Also try to use consistent and meaningful variable names. For example, why do you have MenArr and WomenList? You have a variable mean but its value is a sum. You have temporary variables with names func1, func2, etc..

To make your for loops more Pythonic loop through the items in a list rather than create an index and then look up the items.

So:

gauss_value = []
for x in range(len(lst)):
    value = calculate_guassian(mean, variance, lst[x][parameter1])
    gauss_value.append(value)
return gauss_value

You can do:

gauss_value = []
for item in lst:
    value = calculate_guassian(mean, variance, item[parameter1])
    gauss_value.append(value)
return gauss_value

But even better you can use a list comprehension:

gauss_value = [calculate_guassian(mean, variance, item[parameter1]) for item in lst]

You can use this to simplify a lot of your code, e.g. arrayMultiply could be:

def list_multiply(list_1, list_2) :
    return [a * b for a, b in zip(list_1, list_2)]
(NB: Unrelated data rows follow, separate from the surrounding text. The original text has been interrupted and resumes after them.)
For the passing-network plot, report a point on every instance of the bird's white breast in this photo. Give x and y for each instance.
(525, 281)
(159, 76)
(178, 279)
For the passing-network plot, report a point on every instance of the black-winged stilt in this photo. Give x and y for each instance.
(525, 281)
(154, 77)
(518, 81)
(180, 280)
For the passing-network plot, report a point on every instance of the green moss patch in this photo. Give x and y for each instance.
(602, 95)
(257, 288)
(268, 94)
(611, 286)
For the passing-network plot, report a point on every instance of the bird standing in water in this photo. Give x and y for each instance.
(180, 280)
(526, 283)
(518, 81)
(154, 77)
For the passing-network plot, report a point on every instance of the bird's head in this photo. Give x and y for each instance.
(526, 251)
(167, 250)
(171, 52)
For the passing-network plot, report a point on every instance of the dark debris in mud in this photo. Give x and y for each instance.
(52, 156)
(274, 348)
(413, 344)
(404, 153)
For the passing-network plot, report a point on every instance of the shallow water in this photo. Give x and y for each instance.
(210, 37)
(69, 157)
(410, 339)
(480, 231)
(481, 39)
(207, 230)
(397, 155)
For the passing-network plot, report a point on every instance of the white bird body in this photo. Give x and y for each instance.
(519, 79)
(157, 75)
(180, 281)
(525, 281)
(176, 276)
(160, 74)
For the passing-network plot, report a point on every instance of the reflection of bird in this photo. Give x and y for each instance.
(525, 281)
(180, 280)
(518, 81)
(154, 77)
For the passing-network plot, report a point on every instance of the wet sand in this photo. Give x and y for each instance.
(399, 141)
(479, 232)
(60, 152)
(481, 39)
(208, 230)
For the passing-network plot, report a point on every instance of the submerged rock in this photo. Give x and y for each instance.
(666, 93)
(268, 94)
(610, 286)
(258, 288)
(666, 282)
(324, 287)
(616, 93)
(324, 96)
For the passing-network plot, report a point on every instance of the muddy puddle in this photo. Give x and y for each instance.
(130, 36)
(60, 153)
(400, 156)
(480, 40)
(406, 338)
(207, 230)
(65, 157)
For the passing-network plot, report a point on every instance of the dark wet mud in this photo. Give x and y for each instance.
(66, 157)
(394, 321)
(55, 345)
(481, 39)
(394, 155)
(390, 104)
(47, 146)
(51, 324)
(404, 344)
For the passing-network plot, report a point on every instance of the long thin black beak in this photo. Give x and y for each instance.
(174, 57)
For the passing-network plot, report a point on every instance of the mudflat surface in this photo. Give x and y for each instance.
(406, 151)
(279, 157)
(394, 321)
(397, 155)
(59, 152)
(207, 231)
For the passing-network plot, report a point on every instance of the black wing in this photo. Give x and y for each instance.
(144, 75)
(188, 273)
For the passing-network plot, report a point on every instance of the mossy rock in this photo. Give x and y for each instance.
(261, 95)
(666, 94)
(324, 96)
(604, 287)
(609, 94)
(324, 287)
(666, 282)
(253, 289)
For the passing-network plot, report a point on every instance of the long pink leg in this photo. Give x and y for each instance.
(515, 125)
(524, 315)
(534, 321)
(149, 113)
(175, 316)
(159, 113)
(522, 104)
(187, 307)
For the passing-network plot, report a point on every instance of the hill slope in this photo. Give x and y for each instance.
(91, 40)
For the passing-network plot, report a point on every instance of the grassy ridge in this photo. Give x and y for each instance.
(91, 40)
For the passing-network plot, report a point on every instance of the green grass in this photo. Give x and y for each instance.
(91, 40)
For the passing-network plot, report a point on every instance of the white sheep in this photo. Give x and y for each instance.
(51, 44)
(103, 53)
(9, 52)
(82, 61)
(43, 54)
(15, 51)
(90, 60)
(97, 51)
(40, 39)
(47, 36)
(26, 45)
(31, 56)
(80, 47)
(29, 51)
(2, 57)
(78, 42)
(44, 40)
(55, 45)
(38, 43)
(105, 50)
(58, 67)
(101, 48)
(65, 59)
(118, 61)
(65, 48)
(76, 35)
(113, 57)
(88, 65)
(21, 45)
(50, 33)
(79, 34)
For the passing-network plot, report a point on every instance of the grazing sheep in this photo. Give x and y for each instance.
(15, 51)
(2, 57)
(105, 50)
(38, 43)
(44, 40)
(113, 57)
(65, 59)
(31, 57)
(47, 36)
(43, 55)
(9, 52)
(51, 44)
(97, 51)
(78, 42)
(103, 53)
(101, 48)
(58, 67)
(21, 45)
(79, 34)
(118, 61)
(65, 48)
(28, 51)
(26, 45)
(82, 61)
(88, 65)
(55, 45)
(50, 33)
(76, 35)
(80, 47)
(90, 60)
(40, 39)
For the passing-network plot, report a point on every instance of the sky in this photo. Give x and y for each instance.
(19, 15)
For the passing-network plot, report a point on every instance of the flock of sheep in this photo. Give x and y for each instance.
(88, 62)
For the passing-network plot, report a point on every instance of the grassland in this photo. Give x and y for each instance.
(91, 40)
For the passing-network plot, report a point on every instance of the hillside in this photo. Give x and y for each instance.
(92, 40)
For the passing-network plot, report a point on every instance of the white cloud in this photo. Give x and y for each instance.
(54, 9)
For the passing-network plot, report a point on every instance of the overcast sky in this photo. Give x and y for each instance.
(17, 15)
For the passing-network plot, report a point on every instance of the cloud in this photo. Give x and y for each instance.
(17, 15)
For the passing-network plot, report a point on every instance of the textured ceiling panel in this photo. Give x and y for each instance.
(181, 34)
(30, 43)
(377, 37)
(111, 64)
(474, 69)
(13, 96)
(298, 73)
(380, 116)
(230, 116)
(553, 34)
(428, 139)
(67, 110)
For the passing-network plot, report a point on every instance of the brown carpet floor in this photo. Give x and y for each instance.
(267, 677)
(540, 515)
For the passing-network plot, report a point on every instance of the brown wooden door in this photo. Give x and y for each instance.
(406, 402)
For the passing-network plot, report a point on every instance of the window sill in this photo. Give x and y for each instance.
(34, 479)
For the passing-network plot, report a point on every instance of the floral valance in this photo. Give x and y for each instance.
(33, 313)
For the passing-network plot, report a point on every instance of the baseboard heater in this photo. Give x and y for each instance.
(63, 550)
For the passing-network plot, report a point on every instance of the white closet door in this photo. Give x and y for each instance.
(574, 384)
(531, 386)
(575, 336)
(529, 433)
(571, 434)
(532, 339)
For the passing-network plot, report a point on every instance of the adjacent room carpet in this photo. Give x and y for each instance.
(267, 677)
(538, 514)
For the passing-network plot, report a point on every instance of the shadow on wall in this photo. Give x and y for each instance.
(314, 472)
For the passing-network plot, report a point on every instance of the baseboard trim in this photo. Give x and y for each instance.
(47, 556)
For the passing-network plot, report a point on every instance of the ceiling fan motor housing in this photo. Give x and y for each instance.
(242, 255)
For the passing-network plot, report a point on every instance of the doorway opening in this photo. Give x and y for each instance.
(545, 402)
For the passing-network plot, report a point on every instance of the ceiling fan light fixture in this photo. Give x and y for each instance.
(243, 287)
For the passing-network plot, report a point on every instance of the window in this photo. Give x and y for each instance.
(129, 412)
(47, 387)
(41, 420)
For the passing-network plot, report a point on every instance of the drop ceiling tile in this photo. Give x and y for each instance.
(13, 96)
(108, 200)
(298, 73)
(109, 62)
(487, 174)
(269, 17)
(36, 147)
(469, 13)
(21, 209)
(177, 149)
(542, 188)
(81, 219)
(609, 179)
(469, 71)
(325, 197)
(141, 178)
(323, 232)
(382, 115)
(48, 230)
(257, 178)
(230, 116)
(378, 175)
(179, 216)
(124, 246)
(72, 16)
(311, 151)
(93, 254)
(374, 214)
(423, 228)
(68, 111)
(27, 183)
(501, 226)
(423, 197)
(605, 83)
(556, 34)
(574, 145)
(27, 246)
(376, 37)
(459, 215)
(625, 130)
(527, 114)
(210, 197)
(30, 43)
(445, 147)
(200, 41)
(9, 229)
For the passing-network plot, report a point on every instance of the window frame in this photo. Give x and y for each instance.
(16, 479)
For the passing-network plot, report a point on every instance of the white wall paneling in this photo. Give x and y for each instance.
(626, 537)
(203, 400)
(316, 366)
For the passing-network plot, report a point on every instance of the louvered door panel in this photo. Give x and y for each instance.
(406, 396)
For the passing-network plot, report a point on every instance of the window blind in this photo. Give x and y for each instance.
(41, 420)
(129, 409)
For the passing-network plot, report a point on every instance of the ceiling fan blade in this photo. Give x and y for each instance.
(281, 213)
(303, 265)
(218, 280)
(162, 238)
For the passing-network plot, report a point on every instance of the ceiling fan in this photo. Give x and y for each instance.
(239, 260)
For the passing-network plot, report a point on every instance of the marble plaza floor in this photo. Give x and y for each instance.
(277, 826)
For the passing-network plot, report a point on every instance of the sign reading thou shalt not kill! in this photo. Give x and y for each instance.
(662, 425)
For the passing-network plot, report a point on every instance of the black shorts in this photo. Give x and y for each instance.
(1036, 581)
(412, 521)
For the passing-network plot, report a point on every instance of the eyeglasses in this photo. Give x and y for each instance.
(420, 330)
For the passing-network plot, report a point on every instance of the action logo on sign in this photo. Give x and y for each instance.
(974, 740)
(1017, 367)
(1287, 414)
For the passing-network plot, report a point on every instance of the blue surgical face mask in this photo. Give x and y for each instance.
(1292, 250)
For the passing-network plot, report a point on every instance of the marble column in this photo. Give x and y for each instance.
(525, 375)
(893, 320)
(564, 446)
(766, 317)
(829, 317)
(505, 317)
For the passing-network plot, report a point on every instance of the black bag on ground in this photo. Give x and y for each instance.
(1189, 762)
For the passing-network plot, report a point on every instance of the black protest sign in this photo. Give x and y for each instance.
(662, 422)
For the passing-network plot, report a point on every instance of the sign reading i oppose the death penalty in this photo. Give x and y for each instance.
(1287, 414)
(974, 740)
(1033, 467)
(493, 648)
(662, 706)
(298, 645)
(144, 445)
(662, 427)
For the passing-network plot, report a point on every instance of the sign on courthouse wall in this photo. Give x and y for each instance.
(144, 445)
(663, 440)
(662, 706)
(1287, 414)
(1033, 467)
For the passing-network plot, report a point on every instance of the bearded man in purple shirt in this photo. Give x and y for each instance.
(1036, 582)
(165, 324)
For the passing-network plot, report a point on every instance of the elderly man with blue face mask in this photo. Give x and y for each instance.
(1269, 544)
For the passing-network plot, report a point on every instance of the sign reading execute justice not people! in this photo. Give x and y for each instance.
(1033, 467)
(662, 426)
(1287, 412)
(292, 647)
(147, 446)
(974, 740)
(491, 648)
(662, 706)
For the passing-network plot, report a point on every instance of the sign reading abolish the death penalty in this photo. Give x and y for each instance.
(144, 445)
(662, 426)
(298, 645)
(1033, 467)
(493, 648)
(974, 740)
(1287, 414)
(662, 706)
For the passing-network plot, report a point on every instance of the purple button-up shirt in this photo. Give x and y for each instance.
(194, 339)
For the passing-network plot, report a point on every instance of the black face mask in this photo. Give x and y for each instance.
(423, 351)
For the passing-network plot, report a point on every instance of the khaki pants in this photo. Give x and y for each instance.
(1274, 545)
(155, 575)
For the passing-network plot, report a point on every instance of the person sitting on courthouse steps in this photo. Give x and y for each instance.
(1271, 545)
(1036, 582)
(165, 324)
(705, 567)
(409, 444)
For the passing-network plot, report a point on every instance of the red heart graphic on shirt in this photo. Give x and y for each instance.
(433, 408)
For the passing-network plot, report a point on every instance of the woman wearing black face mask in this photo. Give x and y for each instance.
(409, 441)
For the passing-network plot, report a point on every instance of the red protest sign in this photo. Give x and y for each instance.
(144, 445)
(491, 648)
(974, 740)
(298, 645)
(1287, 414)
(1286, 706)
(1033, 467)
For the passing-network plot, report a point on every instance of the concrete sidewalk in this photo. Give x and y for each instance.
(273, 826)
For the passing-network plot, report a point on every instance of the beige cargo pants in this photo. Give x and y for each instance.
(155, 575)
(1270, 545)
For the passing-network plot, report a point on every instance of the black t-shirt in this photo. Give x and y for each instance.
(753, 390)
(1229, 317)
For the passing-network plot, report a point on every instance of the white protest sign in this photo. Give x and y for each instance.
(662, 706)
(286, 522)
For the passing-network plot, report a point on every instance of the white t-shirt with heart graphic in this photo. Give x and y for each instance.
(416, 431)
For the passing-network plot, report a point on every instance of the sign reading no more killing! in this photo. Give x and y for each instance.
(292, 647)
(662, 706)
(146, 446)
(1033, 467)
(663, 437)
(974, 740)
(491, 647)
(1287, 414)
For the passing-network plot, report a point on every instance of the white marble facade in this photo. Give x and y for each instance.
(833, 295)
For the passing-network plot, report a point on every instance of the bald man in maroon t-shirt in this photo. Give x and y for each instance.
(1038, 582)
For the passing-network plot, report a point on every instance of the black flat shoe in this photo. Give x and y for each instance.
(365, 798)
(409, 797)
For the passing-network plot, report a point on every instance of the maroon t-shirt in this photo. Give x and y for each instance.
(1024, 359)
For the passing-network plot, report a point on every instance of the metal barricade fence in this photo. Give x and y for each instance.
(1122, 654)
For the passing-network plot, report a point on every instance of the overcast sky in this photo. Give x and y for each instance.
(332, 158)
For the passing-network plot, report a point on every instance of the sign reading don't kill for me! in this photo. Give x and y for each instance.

My version of getMean would filter the data first. I'm not sure if it's correct to use the unfiltered data for the calculateGuassian part:

def get_mean(values, index, label):
    filtered_values = [value[index] for value in values if value[3] == label]
    n = len(filtered_values)

    mean = sum(filtered_values) / n
    summed_squared_difference = sum((val - mean) ** 2 for val in filtered_values)
    variance = summed_squared_difference / n

    return [calculateGuassian(mean, variance, item[index]) for item in values]

You can also greatly reduce the amount of code required to get up the initial lists:

men_values = [product(get_mean(trainSet, i, 'M')) for i in range(3)]
women_values = [product(get_mean(trainSet, i, 'W')) for i in range(3)]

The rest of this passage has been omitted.